BezpiecznaCiaza112023

Mamusie luty 2013 !

11 lata 8 miesiąc temu #750902 przez princess
Banana ja bym się nigdy nie zdecydowała na wkładkę :huh: Ale każdy robi co mu pasuje ;) Szkoda, że faceci się tak dla nas nie poświęcają.

Uwaga: Spoiler! [ Kliknij, aby rozwinąć ]


Madlen Adam leży na macie, jeszcze się sam nie przemieszcza.
Jak pójdziecie do pediatry to po badaniu zdecyduje, czy można szczepić.
Popatrz na doz.pl, są tam kwasy DHA dla niemowląt, nawet chyba w połączeniu z witaminą D.
Z godziny na karmienie nie zamierzam korzystać bo do pracy dojeżdżam z grupą ludzi, więc jakbym miała kończyć szybciej od nich to musiałabym wracać autobusem, w tym przypadku oni byliby szybciej w domu niż ja ;)

Dominia gratuluję ząbka :) W końcu Igi spokojniejszy :)

Ola rozumiem Cię, jak Adaś idzie spać to wtedy najczęściej dzwoni domofon: ulotki, jajka, ziemniaki, spółdzielnia itp. Staram się pamiętać, by zawsze wyłączyć domofon jak zaśnie. Swego czasu sąsiedzi nad nami remontowali mieszkanie i zawsze wiercili akurat wtedy, jak Adaś zasypiał, myślałam, że szlag mnie trafi :blink:

Kasiu no to ząbki niebawem Tosi wyjdą :)

Martyna zdrówka :) Super, że tak gładko wróciłaś do pracy :) Robert jaki duży :) Adam też wcina chrupki :)

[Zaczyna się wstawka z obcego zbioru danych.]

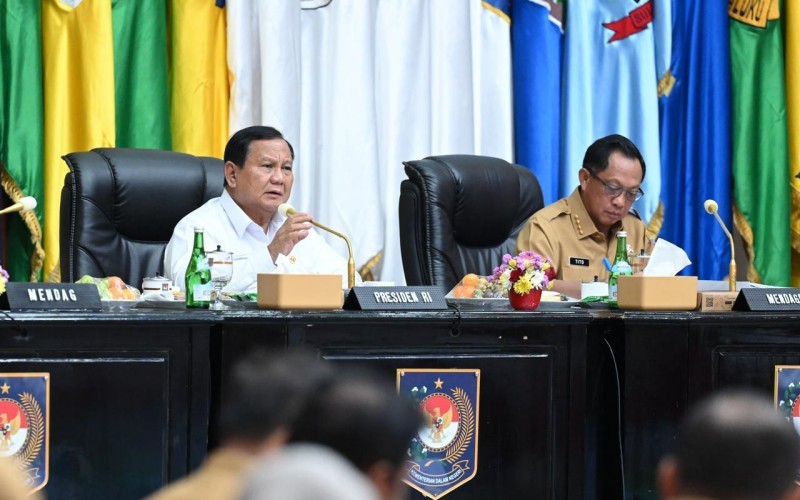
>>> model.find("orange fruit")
[461,273,480,288]
[453,285,475,299]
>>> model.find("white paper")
[642,238,692,276]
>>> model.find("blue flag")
[648,0,732,280]
[511,0,564,204]
[561,0,672,222]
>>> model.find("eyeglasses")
[586,169,644,203]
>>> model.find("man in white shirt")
[164,126,347,292]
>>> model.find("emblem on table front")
[397,368,480,499]
[0,373,50,492]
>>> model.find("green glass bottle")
[185,227,211,309]
[608,231,633,309]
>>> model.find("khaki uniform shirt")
[517,188,653,281]
[146,447,256,500]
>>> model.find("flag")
[560,0,672,222]
[648,0,732,280]
[511,0,574,204]
[0,2,44,281]
[111,0,172,150]
[728,1,791,286]
[42,0,115,281]
[785,1,800,287]
[170,0,229,158]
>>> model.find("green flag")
[0,1,44,281]
[111,0,171,150]
[728,0,791,286]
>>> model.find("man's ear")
[578,168,590,191]
[658,455,679,500]
[223,161,239,188]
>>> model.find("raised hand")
[267,212,311,262]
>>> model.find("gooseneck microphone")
[0,196,36,215]
[278,203,356,288]
[703,200,736,292]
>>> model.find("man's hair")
[289,372,422,472]
[675,390,800,499]
[220,351,332,442]
[583,134,647,180]
[223,125,294,186]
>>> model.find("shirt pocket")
[227,253,257,292]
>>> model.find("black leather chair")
[400,155,543,291]
[59,148,224,288]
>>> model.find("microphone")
[0,196,36,215]
[278,203,356,288]
[703,200,736,292]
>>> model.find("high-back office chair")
[59,148,224,288]
[400,155,543,291]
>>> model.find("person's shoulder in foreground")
[242,443,380,500]
[658,390,800,500]
[148,351,332,500]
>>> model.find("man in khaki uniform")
[517,134,653,297]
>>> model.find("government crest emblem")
[0,373,50,492]
[397,368,481,499]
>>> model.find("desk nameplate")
[5,281,103,311]
[733,288,800,311]
[344,286,447,311]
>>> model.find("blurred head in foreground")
[247,367,422,500]
[220,351,332,451]
[658,390,800,500]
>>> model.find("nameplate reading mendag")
[5,282,103,311]
[733,288,800,311]
[344,286,447,311]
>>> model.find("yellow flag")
[170,0,228,158]
[783,1,800,287]
[42,0,115,281]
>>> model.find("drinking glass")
[206,245,233,311]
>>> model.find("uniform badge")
[0,373,50,492]
[397,368,481,499]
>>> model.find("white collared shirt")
[164,189,347,292]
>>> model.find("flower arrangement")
[489,251,556,295]
[0,266,9,295]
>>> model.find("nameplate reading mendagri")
[733,288,800,311]
[4,281,103,311]
[344,286,447,311]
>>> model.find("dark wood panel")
[615,315,690,499]
[222,313,590,499]
[0,315,210,499]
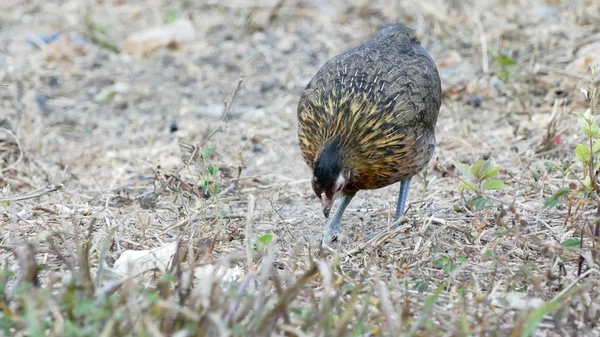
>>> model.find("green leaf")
[544,199,559,208]
[258,233,273,246]
[458,181,477,192]
[575,144,590,164]
[483,179,506,190]
[471,159,484,180]
[471,195,487,211]
[583,176,592,190]
[592,139,600,153]
[560,238,581,248]
[433,256,448,269]
[544,188,571,208]
[452,160,475,179]
[207,165,219,177]
[202,145,217,159]
[481,166,498,180]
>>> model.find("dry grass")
[0,0,600,336]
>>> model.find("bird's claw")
[365,215,408,240]
[321,230,339,245]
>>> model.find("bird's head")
[312,142,351,218]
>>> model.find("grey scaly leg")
[321,194,354,245]
[367,178,411,239]
[394,178,411,221]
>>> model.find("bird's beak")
[321,193,333,218]
[323,205,331,218]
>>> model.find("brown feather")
[298,24,441,192]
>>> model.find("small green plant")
[544,67,600,211]
[200,145,220,198]
[454,158,506,210]
[252,233,273,252]
[544,66,600,275]
[494,54,517,83]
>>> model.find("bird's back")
[298,24,441,190]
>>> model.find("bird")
[297,23,442,244]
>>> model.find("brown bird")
[298,24,442,244]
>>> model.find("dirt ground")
[0,0,600,336]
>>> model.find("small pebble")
[465,95,483,108]
[35,94,50,115]
[48,75,58,87]
[169,121,179,133]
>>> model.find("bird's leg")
[321,194,354,245]
[367,178,411,239]
[394,178,411,222]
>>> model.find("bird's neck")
[314,139,345,184]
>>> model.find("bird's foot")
[365,215,408,240]
[321,228,340,246]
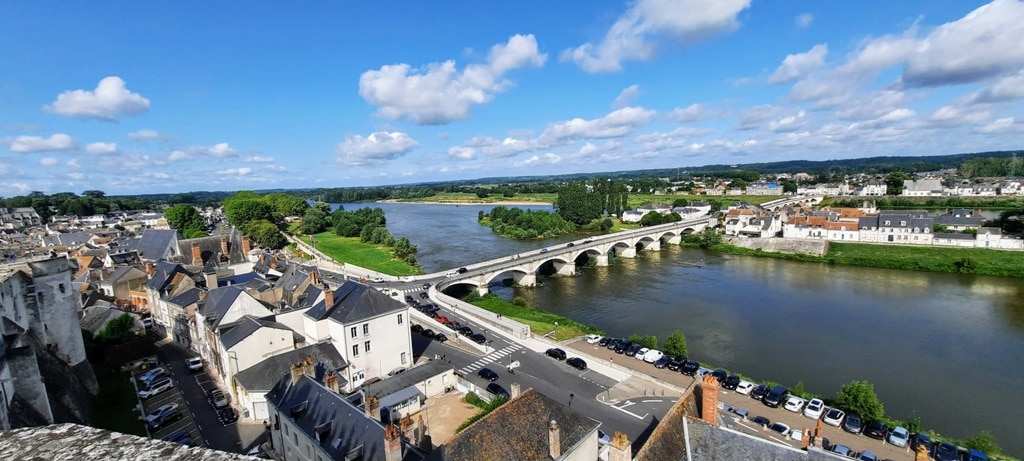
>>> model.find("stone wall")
[723,237,828,256]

Sylwia o matko, dobrze, że nic się Bartusiowi nie stało. Akrobata mały :) Ucałuj go ode mnie i Adasia :kiss: I zdrówka Wam życzymy.

Satine jak słodko Mary śpi w fotelu :)

Pliszka też sobie niedawno sprawiłam czytnik ebooków. Super sprawa, jestem zadowolona :) Mój model nie ma podswietlenia ekranu. Ale to nie problem bo włączam sobie mikro-lampeczkę do czytania i jest ok :) Kciuki za wizytę :)

Dawałam Adasiowi biszkopta i nie smakował mu ;) Spróbujemy jeszcze z herbatnikami. Na razie królują chrupki kukurydziane.

Adaś dał mi dziś pospać do 9 :) Za chwilę utnie sobie pierwszą dziś drzemkę a ja pójdę ugotować mu zupkę buraczkową i jakiś obiad dla siebie i M.
Adaśko mówi ciągle mama, baba, daj, nie, amam i pełno innych dźwięków.

Dziewczyny czy wszystkie dzieciaczki się obracają z pleców na brzuch? Adam zrobił to tylko raz, w zeszłą sobotę i zaczynam się martwić. Rehabilitantka też ciągle o to pyta. Kurczę wtedy, kiedy Adaś powinien ćwiczyć obroty, był unieruchomiony.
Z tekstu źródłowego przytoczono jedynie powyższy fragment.